Month-Long Hunt For Invasive Lionfish Set To Begin

Mar 27, 2014

A local group is taking to the water to help kill an invasive species that has infiltrated the waters of the First Coast.

With no natural predators, pterois, commonly known as lionfish, have been spreading in the Atlantic Ocean including off Northeast Florida. The invasive newcomers are threatening native species.

A red lionfish.
Credit OpenCage Systems

A month-long tournament kicks off Thursday to hunt down lionfish with cash prizes for the most caught.

A event is scheduled Thursday evening at 6 p.m. at the Mudville Grill in Jacksonville to go over the rules and signal the official start of the Northeast Florida Lionfish Blast.     

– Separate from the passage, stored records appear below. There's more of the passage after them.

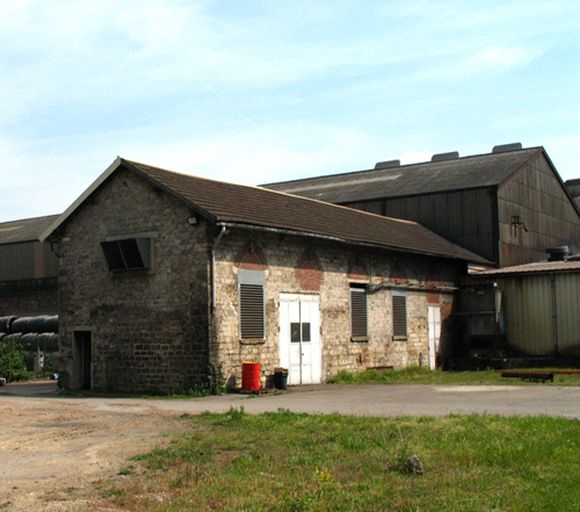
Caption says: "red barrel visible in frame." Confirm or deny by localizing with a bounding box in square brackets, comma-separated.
[242, 362, 260, 392]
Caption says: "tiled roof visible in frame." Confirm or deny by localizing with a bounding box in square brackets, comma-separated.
[476, 261, 580, 277]
[0, 215, 58, 244]
[125, 159, 489, 264]
[264, 147, 543, 203]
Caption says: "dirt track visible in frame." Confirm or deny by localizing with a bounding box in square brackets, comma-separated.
[0, 382, 183, 511]
[0, 383, 580, 512]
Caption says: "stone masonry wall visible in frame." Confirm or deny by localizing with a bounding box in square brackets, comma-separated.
[58, 170, 209, 392]
[210, 229, 465, 385]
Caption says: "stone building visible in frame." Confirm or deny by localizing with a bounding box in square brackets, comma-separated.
[0, 215, 58, 317]
[42, 159, 488, 392]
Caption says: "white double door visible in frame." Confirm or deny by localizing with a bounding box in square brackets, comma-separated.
[279, 294, 322, 386]
[427, 306, 441, 370]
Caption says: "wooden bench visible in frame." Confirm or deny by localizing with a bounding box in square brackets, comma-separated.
[501, 370, 554, 382]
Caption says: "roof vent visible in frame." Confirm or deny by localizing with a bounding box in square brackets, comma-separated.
[491, 142, 522, 153]
[375, 160, 401, 169]
[546, 245, 570, 261]
[431, 151, 459, 162]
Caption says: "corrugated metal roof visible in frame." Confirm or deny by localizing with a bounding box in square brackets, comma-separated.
[476, 261, 580, 276]
[122, 160, 489, 263]
[41, 158, 490, 265]
[263, 147, 543, 203]
[0, 215, 58, 245]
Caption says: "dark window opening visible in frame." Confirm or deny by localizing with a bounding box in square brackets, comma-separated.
[290, 322, 300, 343]
[240, 283, 264, 339]
[350, 287, 368, 338]
[393, 295, 407, 337]
[101, 238, 151, 271]
[302, 322, 310, 341]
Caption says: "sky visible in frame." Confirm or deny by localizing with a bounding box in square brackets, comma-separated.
[0, 0, 580, 221]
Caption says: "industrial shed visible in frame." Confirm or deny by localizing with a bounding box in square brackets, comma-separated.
[264, 143, 580, 266]
[566, 179, 580, 207]
[478, 258, 580, 359]
[0, 215, 58, 316]
[42, 158, 488, 391]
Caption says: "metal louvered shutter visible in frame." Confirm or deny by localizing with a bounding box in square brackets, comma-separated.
[240, 283, 264, 339]
[350, 288, 368, 338]
[393, 295, 407, 336]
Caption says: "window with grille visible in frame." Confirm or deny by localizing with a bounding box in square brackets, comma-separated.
[350, 286, 368, 338]
[393, 293, 407, 338]
[238, 270, 265, 339]
[101, 238, 151, 271]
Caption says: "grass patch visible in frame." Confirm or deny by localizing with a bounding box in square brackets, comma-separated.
[328, 366, 580, 386]
[101, 409, 580, 511]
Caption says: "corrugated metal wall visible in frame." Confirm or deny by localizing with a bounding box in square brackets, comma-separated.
[499, 273, 580, 356]
[346, 188, 497, 261]
[556, 274, 580, 355]
[0, 242, 57, 282]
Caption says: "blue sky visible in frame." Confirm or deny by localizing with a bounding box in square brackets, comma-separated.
[0, 0, 580, 221]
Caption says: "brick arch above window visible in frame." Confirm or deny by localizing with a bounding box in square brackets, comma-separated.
[347, 258, 369, 281]
[234, 242, 268, 270]
[294, 249, 323, 291]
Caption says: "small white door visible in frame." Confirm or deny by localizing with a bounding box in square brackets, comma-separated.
[279, 294, 322, 385]
[427, 306, 441, 370]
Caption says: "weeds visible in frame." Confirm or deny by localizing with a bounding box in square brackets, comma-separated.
[102, 414, 580, 512]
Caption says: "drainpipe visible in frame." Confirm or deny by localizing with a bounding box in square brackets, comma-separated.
[550, 274, 559, 355]
[211, 226, 227, 313]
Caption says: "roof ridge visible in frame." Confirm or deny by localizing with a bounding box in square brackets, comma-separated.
[121, 157, 418, 225]
[0, 213, 60, 225]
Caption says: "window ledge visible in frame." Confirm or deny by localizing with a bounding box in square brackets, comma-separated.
[240, 338, 266, 345]
[350, 336, 369, 343]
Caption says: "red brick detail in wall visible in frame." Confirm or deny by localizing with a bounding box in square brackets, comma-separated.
[294, 251, 322, 291]
[348, 258, 369, 281]
[427, 292, 441, 304]
[234, 242, 268, 270]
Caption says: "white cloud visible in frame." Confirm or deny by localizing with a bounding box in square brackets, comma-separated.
[466, 46, 539, 72]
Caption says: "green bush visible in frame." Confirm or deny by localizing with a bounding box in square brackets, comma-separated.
[0, 341, 28, 382]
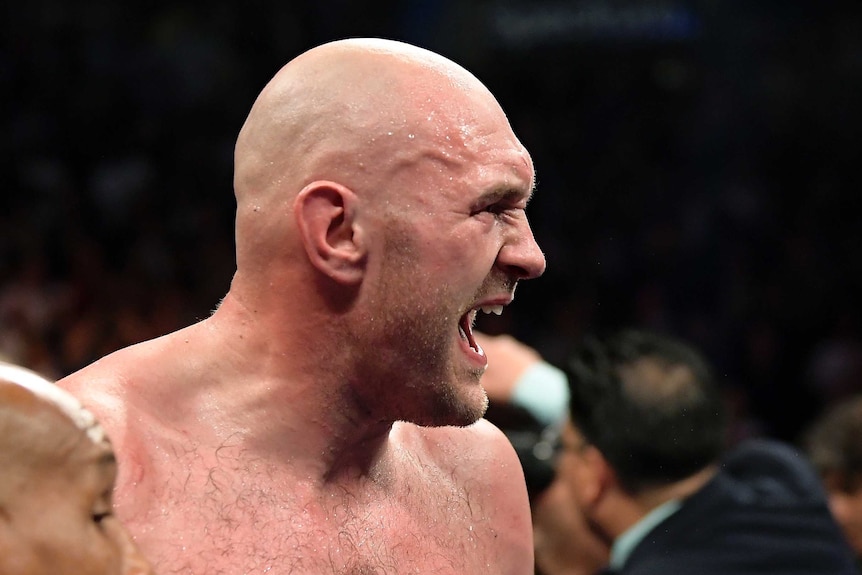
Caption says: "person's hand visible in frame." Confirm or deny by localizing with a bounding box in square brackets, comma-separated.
[473, 332, 542, 402]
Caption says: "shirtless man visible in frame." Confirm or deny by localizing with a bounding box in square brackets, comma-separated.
[61, 39, 545, 575]
[0, 362, 151, 575]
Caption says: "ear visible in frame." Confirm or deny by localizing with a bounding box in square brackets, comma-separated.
[293, 181, 367, 284]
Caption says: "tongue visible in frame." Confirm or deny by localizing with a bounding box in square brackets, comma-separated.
[458, 313, 485, 355]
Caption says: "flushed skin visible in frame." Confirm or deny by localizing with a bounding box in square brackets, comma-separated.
[0, 365, 152, 575]
[61, 39, 544, 575]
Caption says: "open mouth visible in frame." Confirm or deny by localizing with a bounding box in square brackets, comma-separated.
[458, 305, 503, 356]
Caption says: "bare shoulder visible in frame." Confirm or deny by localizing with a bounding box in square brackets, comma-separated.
[405, 419, 533, 574]
[57, 335, 187, 438]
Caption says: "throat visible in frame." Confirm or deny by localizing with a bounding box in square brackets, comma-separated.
[458, 312, 479, 353]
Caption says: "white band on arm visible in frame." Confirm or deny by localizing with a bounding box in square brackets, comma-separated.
[512, 361, 569, 425]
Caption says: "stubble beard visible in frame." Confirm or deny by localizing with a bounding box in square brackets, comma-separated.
[358, 234, 488, 427]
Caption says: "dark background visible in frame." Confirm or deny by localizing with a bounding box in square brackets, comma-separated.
[0, 0, 862, 439]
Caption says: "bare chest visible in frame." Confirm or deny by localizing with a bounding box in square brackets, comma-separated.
[120, 456, 504, 575]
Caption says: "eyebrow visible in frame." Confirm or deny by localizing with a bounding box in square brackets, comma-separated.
[476, 182, 536, 204]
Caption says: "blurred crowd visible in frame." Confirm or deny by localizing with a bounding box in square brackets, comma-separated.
[0, 0, 862, 439]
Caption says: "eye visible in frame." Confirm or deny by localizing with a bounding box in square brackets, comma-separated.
[93, 511, 113, 525]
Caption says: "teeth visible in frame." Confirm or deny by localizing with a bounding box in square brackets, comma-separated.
[482, 305, 503, 315]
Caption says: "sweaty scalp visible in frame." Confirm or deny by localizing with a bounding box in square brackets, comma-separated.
[234, 39, 502, 270]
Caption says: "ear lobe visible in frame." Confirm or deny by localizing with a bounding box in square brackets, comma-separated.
[293, 181, 366, 284]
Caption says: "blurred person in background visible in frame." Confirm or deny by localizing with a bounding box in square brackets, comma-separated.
[59, 38, 545, 575]
[0, 362, 152, 575]
[802, 396, 862, 565]
[560, 330, 857, 575]
[474, 333, 609, 575]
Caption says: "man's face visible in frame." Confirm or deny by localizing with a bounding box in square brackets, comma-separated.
[0, 397, 150, 575]
[356, 92, 545, 425]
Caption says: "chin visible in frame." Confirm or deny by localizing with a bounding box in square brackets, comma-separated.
[419, 384, 488, 427]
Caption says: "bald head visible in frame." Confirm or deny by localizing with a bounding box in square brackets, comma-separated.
[234, 39, 508, 274]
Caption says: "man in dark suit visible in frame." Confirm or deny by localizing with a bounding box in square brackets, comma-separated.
[560, 331, 857, 575]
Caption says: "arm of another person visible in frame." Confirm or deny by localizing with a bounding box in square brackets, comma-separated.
[474, 333, 569, 425]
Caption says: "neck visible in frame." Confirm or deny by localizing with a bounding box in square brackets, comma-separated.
[136, 295, 393, 483]
[596, 465, 717, 541]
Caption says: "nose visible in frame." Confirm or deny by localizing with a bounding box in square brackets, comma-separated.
[497, 219, 546, 280]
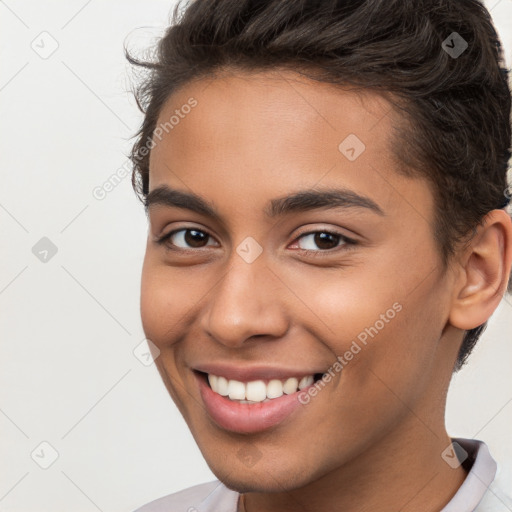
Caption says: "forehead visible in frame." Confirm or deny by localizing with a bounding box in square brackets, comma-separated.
[149, 67, 429, 221]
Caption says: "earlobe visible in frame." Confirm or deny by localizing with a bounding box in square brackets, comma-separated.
[449, 210, 512, 330]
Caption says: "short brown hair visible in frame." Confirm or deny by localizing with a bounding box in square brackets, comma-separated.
[125, 0, 512, 371]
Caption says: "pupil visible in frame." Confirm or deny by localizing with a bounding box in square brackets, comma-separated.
[315, 233, 336, 249]
[185, 229, 208, 247]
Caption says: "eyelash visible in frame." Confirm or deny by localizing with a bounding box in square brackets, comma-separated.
[156, 228, 358, 256]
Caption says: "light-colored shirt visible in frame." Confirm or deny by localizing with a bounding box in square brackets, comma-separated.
[134, 438, 512, 512]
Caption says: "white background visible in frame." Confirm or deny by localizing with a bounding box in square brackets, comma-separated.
[0, 0, 512, 512]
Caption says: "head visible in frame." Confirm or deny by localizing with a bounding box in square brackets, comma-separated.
[127, 0, 512, 496]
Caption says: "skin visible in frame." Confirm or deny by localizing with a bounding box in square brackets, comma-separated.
[141, 71, 512, 512]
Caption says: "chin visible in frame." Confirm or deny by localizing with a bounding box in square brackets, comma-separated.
[202, 458, 320, 493]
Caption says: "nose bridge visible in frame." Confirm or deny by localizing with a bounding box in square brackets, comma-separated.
[201, 245, 287, 347]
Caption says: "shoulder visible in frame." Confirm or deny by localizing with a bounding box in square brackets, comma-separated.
[130, 480, 239, 512]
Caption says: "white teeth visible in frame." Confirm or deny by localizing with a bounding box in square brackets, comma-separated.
[245, 380, 267, 402]
[283, 377, 299, 395]
[228, 380, 245, 400]
[268, 379, 283, 398]
[208, 374, 315, 403]
[215, 377, 229, 396]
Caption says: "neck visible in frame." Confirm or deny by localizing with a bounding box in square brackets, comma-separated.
[240, 412, 467, 512]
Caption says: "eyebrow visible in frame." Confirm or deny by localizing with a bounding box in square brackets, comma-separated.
[144, 185, 385, 220]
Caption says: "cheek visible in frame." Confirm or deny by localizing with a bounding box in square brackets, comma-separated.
[140, 257, 189, 348]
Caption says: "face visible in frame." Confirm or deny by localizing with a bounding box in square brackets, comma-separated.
[141, 72, 456, 491]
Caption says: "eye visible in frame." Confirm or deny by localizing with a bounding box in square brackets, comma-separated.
[157, 228, 218, 250]
[290, 230, 357, 252]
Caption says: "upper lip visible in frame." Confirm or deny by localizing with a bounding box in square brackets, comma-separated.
[192, 363, 325, 382]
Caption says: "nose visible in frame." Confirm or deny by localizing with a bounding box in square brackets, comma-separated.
[201, 248, 288, 348]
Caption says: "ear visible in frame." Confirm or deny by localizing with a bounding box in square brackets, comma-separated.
[449, 210, 512, 330]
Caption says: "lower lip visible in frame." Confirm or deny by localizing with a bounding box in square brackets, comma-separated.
[195, 373, 313, 434]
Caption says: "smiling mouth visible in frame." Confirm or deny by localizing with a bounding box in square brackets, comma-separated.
[196, 370, 324, 404]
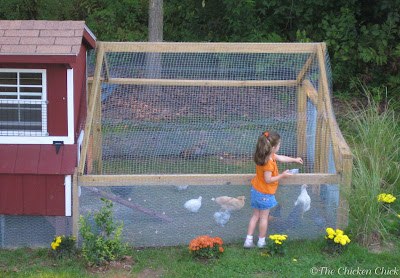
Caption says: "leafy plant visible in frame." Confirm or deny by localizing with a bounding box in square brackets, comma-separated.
[51, 235, 76, 259]
[188, 236, 224, 259]
[325, 228, 351, 254]
[266, 235, 287, 256]
[79, 198, 128, 265]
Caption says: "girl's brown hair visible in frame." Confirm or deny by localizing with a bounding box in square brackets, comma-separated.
[253, 131, 281, 166]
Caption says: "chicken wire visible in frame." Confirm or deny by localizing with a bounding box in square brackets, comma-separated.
[0, 44, 339, 248]
[85, 44, 330, 175]
[79, 185, 338, 247]
[72, 43, 339, 247]
[0, 215, 72, 248]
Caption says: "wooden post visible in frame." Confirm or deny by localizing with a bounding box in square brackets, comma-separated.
[72, 168, 79, 243]
[297, 85, 307, 159]
[92, 82, 103, 175]
[314, 69, 325, 173]
[317, 44, 342, 172]
[337, 157, 353, 230]
[78, 42, 104, 175]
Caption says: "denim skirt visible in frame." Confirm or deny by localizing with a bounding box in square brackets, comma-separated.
[251, 187, 278, 210]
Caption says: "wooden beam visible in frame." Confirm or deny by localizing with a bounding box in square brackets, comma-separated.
[336, 158, 353, 230]
[102, 42, 319, 53]
[302, 80, 318, 107]
[78, 173, 341, 186]
[104, 54, 110, 80]
[314, 69, 325, 173]
[92, 82, 103, 175]
[317, 44, 342, 171]
[296, 53, 315, 84]
[297, 86, 307, 159]
[88, 78, 297, 87]
[72, 167, 79, 244]
[78, 42, 104, 175]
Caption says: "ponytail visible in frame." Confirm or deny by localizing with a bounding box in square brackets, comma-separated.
[253, 131, 281, 166]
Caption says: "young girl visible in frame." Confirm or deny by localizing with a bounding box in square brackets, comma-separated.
[244, 131, 303, 248]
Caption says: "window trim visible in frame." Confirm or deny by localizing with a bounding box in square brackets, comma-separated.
[0, 68, 48, 137]
[0, 68, 74, 145]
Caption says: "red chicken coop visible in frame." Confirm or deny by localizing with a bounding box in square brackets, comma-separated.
[0, 20, 96, 224]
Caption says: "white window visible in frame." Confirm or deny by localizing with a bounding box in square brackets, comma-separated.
[0, 69, 48, 136]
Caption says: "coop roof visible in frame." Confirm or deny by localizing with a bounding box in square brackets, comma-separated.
[0, 20, 96, 60]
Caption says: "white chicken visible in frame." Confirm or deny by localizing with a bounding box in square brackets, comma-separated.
[214, 210, 231, 227]
[211, 196, 246, 211]
[184, 196, 202, 212]
[175, 185, 188, 191]
[294, 184, 311, 218]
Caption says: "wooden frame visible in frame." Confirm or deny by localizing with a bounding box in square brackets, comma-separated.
[73, 42, 352, 239]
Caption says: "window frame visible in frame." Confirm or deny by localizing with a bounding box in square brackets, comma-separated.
[0, 68, 75, 145]
[0, 68, 49, 137]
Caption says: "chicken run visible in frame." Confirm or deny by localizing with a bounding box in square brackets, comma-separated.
[73, 42, 352, 247]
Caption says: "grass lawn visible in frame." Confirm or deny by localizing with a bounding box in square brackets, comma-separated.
[0, 238, 400, 278]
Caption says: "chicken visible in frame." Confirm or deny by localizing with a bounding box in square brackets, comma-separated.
[214, 210, 231, 227]
[268, 204, 282, 220]
[175, 185, 188, 191]
[294, 184, 311, 218]
[184, 196, 202, 212]
[211, 196, 246, 211]
[312, 207, 326, 230]
[179, 142, 206, 159]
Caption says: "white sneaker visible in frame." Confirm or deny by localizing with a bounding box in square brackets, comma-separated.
[257, 241, 267, 248]
[243, 239, 255, 248]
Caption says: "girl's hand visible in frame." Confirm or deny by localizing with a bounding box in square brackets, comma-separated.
[281, 170, 293, 178]
[293, 157, 303, 165]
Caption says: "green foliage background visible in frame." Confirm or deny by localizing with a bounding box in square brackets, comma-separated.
[0, 0, 400, 96]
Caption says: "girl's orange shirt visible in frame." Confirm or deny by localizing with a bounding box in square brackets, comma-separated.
[251, 154, 279, 194]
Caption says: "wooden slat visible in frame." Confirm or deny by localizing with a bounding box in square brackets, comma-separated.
[78, 43, 104, 175]
[317, 45, 342, 171]
[72, 168, 79, 241]
[336, 158, 353, 230]
[297, 86, 307, 159]
[296, 53, 315, 84]
[302, 80, 318, 107]
[102, 42, 319, 53]
[314, 74, 325, 172]
[78, 174, 341, 186]
[92, 82, 103, 175]
[88, 78, 297, 87]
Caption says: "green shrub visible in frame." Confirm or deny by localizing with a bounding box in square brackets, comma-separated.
[79, 198, 127, 265]
[344, 90, 400, 245]
[51, 235, 76, 259]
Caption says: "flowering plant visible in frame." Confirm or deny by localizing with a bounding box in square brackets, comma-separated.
[267, 235, 287, 255]
[325, 228, 351, 254]
[189, 236, 224, 259]
[378, 193, 396, 204]
[51, 235, 76, 258]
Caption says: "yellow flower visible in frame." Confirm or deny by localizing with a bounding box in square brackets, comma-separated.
[336, 229, 343, 235]
[378, 193, 396, 204]
[326, 228, 335, 235]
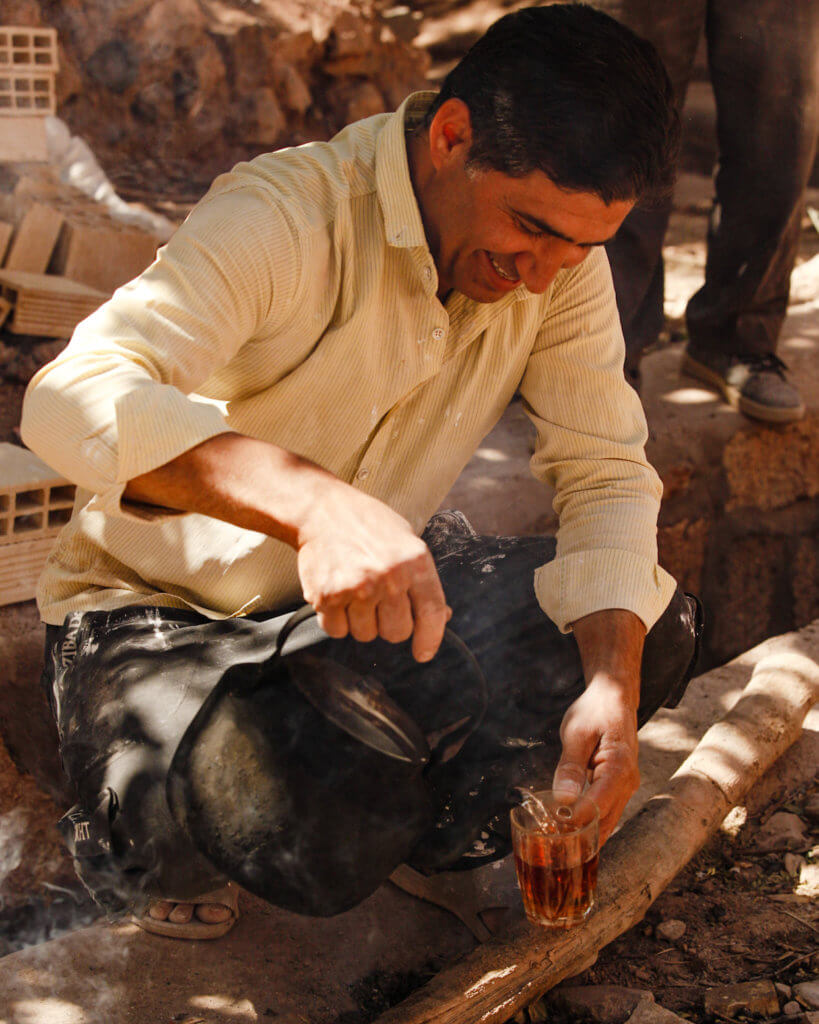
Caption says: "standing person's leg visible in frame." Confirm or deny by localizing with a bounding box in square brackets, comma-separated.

"Unfortunately the fish don't really eat like snapper and grouper, you're not going to really be able to catch them on hook and line," said local diver and co-organizer Brandon Traub.

"You might be able to get them every once in a while but it's going to be far and few between. So really the best way to get rid of these fish is to get in the water  and scuba dive and spear fish them with a pole spear."

Traub also said lionfish are very tasty to eat as they produce a lighter and cleaner meat than most fish.

Lionfish are believed to have been introduced to the Atlantic Ocean through the unintended released of cargo ballast water due to storms or illegal releases through the aquarium trade.